Backcountry.com
- Type: Private company
- Industry: Retail
- Founded: 1996; 30 years ago
- Headquarters: West Valley City and Park City, Utah, United States
- Products: Outdoor gear
- Owner: CSC Generation
- Number of employees: 1200+
- Website: backcountry.com

= Backcountry.com =

Online specialty retailer

Backcountry.com is an American online specialty retailer that sells clothing and outdoor recreation gear for hiking, camping, road biking, mountain biking, rock climbing, winter sports, fly fishing, kayaking, rafting, road and trail running, and more. Founded in 1996 and headquartered in Utah, the company operates multiple e-commerce platforms and formerly owned a network of niche gear websites. Backcountry.com expanded into Europe with its 2013 acquisition of German retailer Bergfreunde.de. As of 2024, it is owned by CSC Generation.

==History==
Backcountry.com was founded in 1996 by Jim Holland and John Bresee. The two started the online business with a sparse collection of avalanche gear and began selling gear from their garage in Park City, Utah, under the domain names BCstore.com and BackcountryStore.com. The store's first sale, a Pieps 457 Opti-finder avalanche beacon, happened in February 1997. The company purchased the domain name backcountry.com for $75,000 in 2004.

Backcountry.com quickly became one of a very few profitable retailers and competed with REI for the lead in this category. REI never lost the lead. After rapid product growth Backcountry began to court other categories including discount and One Deal At A Time (ODAT) In an attempt to regain focus and target bargain-seekers, the company added niche websites such as SteepandCheap.com and outlets such as the now-defunct BackcountryOutlet.com and Tramdock.com.

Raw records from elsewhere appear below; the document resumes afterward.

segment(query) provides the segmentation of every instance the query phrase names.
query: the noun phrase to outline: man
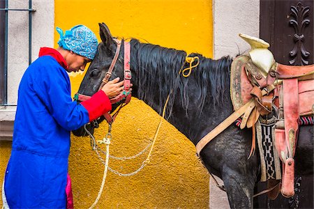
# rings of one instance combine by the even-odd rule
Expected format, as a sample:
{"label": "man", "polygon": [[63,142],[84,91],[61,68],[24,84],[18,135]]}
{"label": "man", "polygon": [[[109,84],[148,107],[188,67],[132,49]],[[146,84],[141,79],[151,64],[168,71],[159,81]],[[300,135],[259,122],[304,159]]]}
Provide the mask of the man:
{"label": "man", "polygon": [[40,48],[26,70],[18,91],[10,160],[4,178],[3,205],[10,208],[65,208],[70,130],[111,110],[110,98],[124,82],[109,82],[89,100],[70,97],[67,72],[84,70],[98,42],[77,25],[60,34],[57,49]]}

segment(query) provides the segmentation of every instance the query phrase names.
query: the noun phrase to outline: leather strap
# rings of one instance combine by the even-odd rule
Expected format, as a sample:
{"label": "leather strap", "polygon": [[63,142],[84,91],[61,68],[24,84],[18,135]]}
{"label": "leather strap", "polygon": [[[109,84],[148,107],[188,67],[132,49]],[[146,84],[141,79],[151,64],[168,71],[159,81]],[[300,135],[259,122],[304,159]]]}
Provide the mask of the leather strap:
{"label": "leather strap", "polygon": [[[263,89],[262,91],[262,95],[267,94],[276,88],[274,84],[269,85],[267,87],[267,89]],[[200,156],[200,153],[202,148],[214,138],[217,137],[220,133],[221,133],[224,130],[225,130],[229,125],[230,125],[237,118],[241,116],[246,111],[246,109],[250,106],[254,105],[255,100],[254,98],[251,99],[246,104],[243,105],[237,111],[234,111],[229,117],[227,117],[225,121],[221,122],[218,125],[217,125],[214,129],[213,129],[209,133],[206,134],[203,138],[200,140],[200,141],[196,144],[196,154]]]}
{"label": "leather strap", "polygon": [[283,79],[283,116],[288,157],[294,155],[299,118],[299,88],[297,78]]}
{"label": "leather strap", "polygon": [[120,54],[121,41],[117,39],[115,39],[114,40],[117,42],[116,52],[114,54],[114,56],[112,59],[112,61],[111,62],[110,66],[109,67],[108,71],[107,71],[106,74],[105,75],[105,77],[103,78],[101,82],[100,86],[99,86],[98,91],[100,90],[101,88],[103,88],[103,86],[108,82],[109,79],[110,78],[111,75],[112,74],[113,68],[114,68],[117,61],[118,60],[119,54]]}
{"label": "leather strap", "polygon": [[254,105],[254,100],[251,99],[248,102],[242,106],[237,111],[233,112],[229,117],[227,117],[225,121],[217,125],[213,130],[208,133],[205,137],[204,137],[198,143],[196,144],[196,153],[197,156],[200,156],[200,153],[202,149],[214,138],[217,137],[218,134],[221,133],[225,129],[226,129],[229,125],[230,125],[235,120],[239,118],[242,116],[246,111],[246,109],[250,106]]}

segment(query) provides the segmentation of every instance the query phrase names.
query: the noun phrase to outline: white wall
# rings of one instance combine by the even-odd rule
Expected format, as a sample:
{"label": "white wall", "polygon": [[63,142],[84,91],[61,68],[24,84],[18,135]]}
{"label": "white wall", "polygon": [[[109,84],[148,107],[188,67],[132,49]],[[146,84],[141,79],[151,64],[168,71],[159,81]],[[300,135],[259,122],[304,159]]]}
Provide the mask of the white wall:
{"label": "white wall", "polygon": [[[32,0],[32,61],[39,48],[54,45],[54,1]],[[9,0],[9,8],[28,9],[27,0]],[[29,12],[8,11],[8,104],[16,104],[18,84],[29,65]],[[13,121],[15,107],[0,107],[0,121]]]}
{"label": "white wall", "polygon": [[[213,0],[213,14],[215,59],[226,55],[235,57],[250,49],[239,33],[259,37],[260,0]],[[209,208],[230,208],[227,194],[216,187],[212,178],[209,184]]]}
{"label": "white wall", "polygon": [[238,35],[259,37],[260,0],[213,0],[215,59],[249,49]]}

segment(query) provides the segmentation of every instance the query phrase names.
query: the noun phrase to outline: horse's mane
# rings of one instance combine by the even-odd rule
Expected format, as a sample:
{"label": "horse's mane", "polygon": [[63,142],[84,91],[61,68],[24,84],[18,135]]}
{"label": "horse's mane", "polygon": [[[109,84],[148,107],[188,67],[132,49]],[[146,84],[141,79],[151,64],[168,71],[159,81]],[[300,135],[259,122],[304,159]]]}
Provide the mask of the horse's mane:
{"label": "horse's mane", "polygon": [[200,114],[208,101],[214,107],[221,104],[224,92],[230,86],[230,57],[212,60],[199,54],[191,54],[188,56],[197,56],[200,64],[189,77],[184,77],[179,71],[188,67],[184,63],[186,52],[141,43],[136,39],[132,39],[130,43],[131,63],[137,72],[134,77],[138,84],[137,97],[150,106],[154,105],[154,100],[158,101],[159,105],[156,108],[159,113],[170,91],[174,91],[168,104],[170,112],[178,94],[186,114],[192,95],[197,101],[197,107],[194,108],[197,108]]}

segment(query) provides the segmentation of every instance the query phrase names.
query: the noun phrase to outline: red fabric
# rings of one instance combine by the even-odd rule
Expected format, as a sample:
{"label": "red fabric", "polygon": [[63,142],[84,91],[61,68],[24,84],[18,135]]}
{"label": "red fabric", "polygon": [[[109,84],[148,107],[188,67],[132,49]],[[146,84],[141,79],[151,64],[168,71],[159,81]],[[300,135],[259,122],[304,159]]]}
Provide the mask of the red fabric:
{"label": "red fabric", "polygon": [[111,110],[109,98],[100,90],[93,95],[89,100],[81,102],[89,112],[89,122],[101,116]]}
{"label": "red fabric", "polygon": [[73,195],[72,194],[71,178],[70,178],[70,175],[68,175],[68,173],[66,179],[66,208],[73,209],[74,205],[73,205]]}
{"label": "red fabric", "polygon": [[64,69],[68,70],[68,65],[66,62],[66,60],[62,56],[62,55],[56,49],[49,47],[41,47],[39,50],[38,56],[50,55],[54,58],[61,65]]}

Deeply discounted product was eventually moved to an Outlet section accessible from the Backcountry.com homepage.

On May 7, 2007, it was announced that a controlling stake in Backcountry.com was sold to Liberty Media Corporation, which also controls QVC and other e-commerce companies. This transferred effective ownership of the company to billionaire John C. Malone.

On Dec 5, 2013, Backcountry.com announced its acquisition of German online outdoor retailer Bergfreunde.de. Bergfreunde was founded in 2006 in Kirchentellinsfurt, Germany, where the business first sold clothing and gear for climbing and mountaineering. Bergfreunde has since expanded its product selection to include gear for hiking, camping, snowsports, and avalanche safety.

On July 1, 2015, TSG Consumer Partners purchased Liberty's stake in Backcountry.com.

In December 2015, Backcountry.com CEO Jill Layfield resigned from her position as Backcountry.com CEO after working for the company in various capacities for 11 years. In June 2020, Melanie Cox became CEO. Cox replaced Jonathan Nielsen who had served as CEO since March 2016.

In September 2024, Backcountry.com was acquired by CSC Generation.

In January 2025, Melanie Cox resigned from her position as CEO. That same year, Kevin Lenau, CFO of the company, stepped in as interim CEO. During this time, Backcountry.com acquired Level Nine Sports and Velotech, Inc.

In April 2026, Backcountry launched Backcountry Garage, a brand incubator and innovation platform designed to provide emerging outdoor brands with resources, expertise, and distribution to scale. As part of the launch, Backcountry acquired Coalatree, a Utah-based outdoor apparel company known for using recycled and eco-friendly materials. Coalatree's president, JM Fabrizi, was named director of the new platform. Backcountry is seeking additional brands for Backcountry Garage.

== Lawsuits ==
In October 2018, Backcountry.com filed for trademarks protecting the word “backcountry", then proceeded to file lawsuits against smaller companies with the word "backcountry" in them, such as Backcountry Denim (now known as BDCo), Backcountry eBikes (now known as Backcou eBikes), Backcountry Babes (a female avalanche education clinic), and Marquette Backcountry Skis. This slew of lawsuits had caused controversy with backcountry enthusiasts around the world, leading to a social media backlash in late October 2019. On November 6, 2019, the company dropped one of the lawsuits and apologized for starting the controversy.

==Backcountry Athlete Sponsorship==
Backcountry.com launched a non-traditional athlete sponsorship program in 2008, which requires that the athletes promote themselves and the brand they represent through social media. Backcountry.com-sponsored athletes are responsible for actively driving traffic to Backcountry.com through YouTube, Facebook, Twitter, Myspace, and blogs.

The program also acted as an affiliate marketing program in which Backcountry.com provided athletes with tools to track and measure their online impact and athletes got a percentage return on each sale that is referred through their community presence. That program is no longer running.